# Examples of isomorphic W* algebra with non-homeomorphic weak topology

Due to the uniqueness of the predual, a W* algebra, when realized as a von Neumann algebra in any way, always has a unique, well-defined ultraweak (or $$\sigma$$-weak) topology. The same can be said about the ultrastrong (or $$\sigma$$-strong) topology and ultrastrong-$$\ast$$ (or $$\sigma$$-strong-$$\ast$$) topology. In his book The Theory of Operator Algebras, vol I, in the remark after Corollary 3.11, Takesaki claims that

...the weak topology, the strong topology, and the strong$$\ast$$ topology on a $$W^\ast$$-algebra do not make sense unless we specify on which Hilbert space the algebra acts.

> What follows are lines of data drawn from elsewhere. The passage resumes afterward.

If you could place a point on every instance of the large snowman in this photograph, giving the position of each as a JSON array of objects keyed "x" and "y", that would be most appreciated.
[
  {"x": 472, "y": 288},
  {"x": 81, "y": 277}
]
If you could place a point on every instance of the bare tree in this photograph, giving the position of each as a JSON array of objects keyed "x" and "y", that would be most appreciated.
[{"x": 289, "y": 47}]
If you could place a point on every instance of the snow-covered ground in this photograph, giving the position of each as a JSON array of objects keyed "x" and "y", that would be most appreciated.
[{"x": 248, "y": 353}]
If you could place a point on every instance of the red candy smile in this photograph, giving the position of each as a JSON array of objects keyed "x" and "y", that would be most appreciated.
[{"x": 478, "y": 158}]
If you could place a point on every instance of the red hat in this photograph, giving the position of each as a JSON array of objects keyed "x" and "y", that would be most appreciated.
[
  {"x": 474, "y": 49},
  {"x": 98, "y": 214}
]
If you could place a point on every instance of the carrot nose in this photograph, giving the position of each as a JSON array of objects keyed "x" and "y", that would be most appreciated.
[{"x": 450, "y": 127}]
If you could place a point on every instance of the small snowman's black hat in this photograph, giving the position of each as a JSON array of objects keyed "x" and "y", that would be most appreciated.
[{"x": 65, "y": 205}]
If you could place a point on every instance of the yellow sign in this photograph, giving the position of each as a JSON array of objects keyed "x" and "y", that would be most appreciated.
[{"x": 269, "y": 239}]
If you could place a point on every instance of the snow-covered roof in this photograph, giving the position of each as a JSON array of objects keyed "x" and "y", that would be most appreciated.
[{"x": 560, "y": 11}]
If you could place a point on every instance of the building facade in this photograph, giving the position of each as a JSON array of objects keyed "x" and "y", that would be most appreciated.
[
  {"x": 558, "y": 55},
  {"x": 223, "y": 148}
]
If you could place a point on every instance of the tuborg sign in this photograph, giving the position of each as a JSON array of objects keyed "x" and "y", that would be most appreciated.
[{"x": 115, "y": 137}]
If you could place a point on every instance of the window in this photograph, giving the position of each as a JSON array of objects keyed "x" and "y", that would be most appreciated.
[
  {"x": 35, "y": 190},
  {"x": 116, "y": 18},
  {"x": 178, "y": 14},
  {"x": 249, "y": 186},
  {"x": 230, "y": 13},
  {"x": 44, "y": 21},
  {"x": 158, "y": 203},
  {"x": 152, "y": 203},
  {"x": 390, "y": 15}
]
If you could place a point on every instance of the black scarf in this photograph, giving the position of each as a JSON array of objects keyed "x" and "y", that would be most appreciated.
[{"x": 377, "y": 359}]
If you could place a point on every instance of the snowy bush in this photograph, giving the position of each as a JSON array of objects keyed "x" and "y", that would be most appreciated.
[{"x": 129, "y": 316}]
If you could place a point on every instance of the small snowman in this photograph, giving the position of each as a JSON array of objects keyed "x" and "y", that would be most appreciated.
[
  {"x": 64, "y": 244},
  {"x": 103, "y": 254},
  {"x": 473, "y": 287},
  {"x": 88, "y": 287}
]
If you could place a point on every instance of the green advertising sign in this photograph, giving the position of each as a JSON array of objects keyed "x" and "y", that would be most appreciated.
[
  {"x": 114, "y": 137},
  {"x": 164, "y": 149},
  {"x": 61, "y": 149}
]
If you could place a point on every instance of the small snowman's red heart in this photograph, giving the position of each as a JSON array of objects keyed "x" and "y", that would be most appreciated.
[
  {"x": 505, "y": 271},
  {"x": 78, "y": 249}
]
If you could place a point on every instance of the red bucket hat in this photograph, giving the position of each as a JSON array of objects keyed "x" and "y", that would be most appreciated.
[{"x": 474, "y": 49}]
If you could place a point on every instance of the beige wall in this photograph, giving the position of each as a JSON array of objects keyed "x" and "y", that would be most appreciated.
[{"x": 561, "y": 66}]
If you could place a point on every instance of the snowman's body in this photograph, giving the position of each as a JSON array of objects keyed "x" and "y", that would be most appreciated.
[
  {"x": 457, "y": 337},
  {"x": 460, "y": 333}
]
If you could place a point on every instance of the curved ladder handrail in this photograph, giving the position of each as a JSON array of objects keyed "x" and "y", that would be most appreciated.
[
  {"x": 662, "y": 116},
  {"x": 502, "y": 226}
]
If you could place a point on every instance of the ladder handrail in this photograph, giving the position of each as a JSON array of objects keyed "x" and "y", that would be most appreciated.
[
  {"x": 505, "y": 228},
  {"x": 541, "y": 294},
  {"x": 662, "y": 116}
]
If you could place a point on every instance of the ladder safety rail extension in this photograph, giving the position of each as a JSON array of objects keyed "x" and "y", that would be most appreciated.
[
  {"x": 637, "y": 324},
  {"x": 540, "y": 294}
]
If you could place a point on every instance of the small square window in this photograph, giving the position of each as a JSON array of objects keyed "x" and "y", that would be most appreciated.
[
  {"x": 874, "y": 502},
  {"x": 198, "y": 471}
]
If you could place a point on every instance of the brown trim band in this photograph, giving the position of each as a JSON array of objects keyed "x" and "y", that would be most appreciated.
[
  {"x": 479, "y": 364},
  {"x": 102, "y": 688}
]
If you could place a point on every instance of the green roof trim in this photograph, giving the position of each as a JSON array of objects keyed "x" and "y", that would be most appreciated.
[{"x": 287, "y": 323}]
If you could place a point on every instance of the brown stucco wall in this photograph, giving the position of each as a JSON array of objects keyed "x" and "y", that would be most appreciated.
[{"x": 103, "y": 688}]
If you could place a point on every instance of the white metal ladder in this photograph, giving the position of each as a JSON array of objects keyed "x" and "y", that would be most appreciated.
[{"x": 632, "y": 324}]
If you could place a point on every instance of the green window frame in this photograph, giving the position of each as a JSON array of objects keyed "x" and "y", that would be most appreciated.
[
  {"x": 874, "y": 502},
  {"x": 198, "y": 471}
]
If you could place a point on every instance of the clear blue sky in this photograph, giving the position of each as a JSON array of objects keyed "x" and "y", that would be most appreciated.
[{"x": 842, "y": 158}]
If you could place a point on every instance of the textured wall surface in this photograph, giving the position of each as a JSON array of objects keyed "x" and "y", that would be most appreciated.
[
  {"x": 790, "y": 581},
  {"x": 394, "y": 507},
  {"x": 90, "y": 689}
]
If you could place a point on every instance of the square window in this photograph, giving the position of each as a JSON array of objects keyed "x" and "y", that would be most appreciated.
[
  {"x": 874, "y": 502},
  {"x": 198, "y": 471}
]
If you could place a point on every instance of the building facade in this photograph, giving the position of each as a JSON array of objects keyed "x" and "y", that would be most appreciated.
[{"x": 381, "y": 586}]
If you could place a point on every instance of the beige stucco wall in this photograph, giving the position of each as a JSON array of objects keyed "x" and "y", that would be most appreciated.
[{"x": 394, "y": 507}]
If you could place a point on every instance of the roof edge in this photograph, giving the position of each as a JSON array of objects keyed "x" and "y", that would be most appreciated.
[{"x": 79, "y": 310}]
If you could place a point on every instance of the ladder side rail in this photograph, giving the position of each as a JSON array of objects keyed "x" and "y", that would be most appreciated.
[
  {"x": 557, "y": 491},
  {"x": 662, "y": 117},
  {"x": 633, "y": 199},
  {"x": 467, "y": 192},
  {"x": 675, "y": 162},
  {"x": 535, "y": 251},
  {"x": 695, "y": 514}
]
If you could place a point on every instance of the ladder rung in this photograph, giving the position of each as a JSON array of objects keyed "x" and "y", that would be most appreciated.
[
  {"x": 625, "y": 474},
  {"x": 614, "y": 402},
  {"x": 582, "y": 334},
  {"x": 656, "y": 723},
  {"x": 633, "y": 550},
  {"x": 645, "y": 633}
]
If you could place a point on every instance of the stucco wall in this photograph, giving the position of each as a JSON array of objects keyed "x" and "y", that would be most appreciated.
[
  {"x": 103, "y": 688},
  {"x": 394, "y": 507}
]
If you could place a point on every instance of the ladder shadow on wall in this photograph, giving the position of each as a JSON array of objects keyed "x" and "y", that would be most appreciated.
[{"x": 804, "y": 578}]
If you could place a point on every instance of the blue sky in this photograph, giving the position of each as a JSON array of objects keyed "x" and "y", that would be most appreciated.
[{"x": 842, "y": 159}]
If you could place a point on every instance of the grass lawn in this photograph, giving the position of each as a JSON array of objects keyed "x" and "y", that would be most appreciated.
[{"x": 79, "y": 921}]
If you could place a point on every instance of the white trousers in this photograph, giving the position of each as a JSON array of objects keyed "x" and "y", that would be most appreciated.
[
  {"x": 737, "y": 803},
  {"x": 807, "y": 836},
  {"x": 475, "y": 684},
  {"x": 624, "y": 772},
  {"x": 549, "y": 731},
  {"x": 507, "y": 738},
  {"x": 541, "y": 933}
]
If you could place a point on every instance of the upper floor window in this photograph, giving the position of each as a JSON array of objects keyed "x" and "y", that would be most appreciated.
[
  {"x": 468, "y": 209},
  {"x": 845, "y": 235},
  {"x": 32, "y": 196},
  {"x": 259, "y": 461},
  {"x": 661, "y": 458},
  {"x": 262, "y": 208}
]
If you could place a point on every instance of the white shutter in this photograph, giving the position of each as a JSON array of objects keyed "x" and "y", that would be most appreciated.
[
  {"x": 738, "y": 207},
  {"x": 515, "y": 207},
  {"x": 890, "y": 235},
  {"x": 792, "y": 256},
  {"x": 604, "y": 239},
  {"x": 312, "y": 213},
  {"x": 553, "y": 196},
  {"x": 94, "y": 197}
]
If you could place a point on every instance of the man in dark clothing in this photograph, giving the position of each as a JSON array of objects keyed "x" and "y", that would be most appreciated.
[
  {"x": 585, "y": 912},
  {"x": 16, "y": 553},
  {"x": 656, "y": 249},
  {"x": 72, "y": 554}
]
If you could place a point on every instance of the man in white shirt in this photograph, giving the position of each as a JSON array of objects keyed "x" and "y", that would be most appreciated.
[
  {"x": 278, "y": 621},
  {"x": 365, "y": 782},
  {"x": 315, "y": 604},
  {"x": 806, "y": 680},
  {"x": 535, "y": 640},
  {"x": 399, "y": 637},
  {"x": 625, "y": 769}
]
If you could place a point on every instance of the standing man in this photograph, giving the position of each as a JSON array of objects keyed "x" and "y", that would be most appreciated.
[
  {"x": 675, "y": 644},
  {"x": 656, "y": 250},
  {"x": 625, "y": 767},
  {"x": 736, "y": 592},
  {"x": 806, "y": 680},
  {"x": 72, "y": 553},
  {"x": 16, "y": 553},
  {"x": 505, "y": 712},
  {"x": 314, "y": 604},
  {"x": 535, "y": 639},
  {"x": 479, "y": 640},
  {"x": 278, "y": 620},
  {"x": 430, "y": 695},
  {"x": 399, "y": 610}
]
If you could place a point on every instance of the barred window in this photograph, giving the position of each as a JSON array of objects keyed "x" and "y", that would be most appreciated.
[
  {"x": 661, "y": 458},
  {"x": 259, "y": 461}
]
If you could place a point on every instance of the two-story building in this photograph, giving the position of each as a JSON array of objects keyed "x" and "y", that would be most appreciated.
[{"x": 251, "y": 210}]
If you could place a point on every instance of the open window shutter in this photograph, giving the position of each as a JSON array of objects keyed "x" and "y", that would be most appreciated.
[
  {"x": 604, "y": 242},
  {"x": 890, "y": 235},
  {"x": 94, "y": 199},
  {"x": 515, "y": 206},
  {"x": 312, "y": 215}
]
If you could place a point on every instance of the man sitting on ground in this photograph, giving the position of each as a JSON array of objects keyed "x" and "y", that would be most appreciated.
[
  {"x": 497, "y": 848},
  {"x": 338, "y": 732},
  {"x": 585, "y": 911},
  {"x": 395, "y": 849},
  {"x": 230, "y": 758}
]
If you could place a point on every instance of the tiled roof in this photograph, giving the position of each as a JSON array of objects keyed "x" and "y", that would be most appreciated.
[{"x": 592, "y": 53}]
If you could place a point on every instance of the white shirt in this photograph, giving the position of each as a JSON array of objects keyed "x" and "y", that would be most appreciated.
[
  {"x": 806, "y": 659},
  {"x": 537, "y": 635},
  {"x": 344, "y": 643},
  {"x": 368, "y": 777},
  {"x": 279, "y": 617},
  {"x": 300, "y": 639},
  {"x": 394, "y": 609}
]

My question is a concrete instance of the more general question Can we recover a Von Neumann algebra from its predual?(perhaps I should add that what Dmitri Pavlov called a von Neumann algebra in that question is what I call a $$W^\ast$$-algebra here, and for me, a von Neumann algebra is an involutive subalgebra of $$\mathcal{B}(H)$$ which coincides with its bicommutant, thus depends on the $$C^\ast$$ algebra $$\mathcal{B}(H)$$, and in particular on the Hilbert space $$H$$). More precisely, I ask to construct explicit examples illuminating the remark of Takesaki quoted above.

Since the weak (resp. strong, strong-$$\ast$$) topology coincides with the ultraweak (resp. ultrastrong, ultrastrong-$$\ast$$) toplogy on bounded parts, the construction of such an example is not trivial.

It would seem that the question is more trivial than I expected. We can just take an infinite dimensional von Neumann algebra $$M$$ acting on a Hilbert space $$H$$, then consider the diagonal map $$\Delta: \mathcal{B}(H) \to \mathcal{B}(H^\infty)$$, where $$H^\infty$$ is the direct sum of an infinite copies of $$H$$. Then obviously, the weak topology on $$(M, H)$$ is different from that of $$(\Delta(M), H^\infty)$$, since the dual space (the space of weakly continuous functionals) for the latter is strictly larger.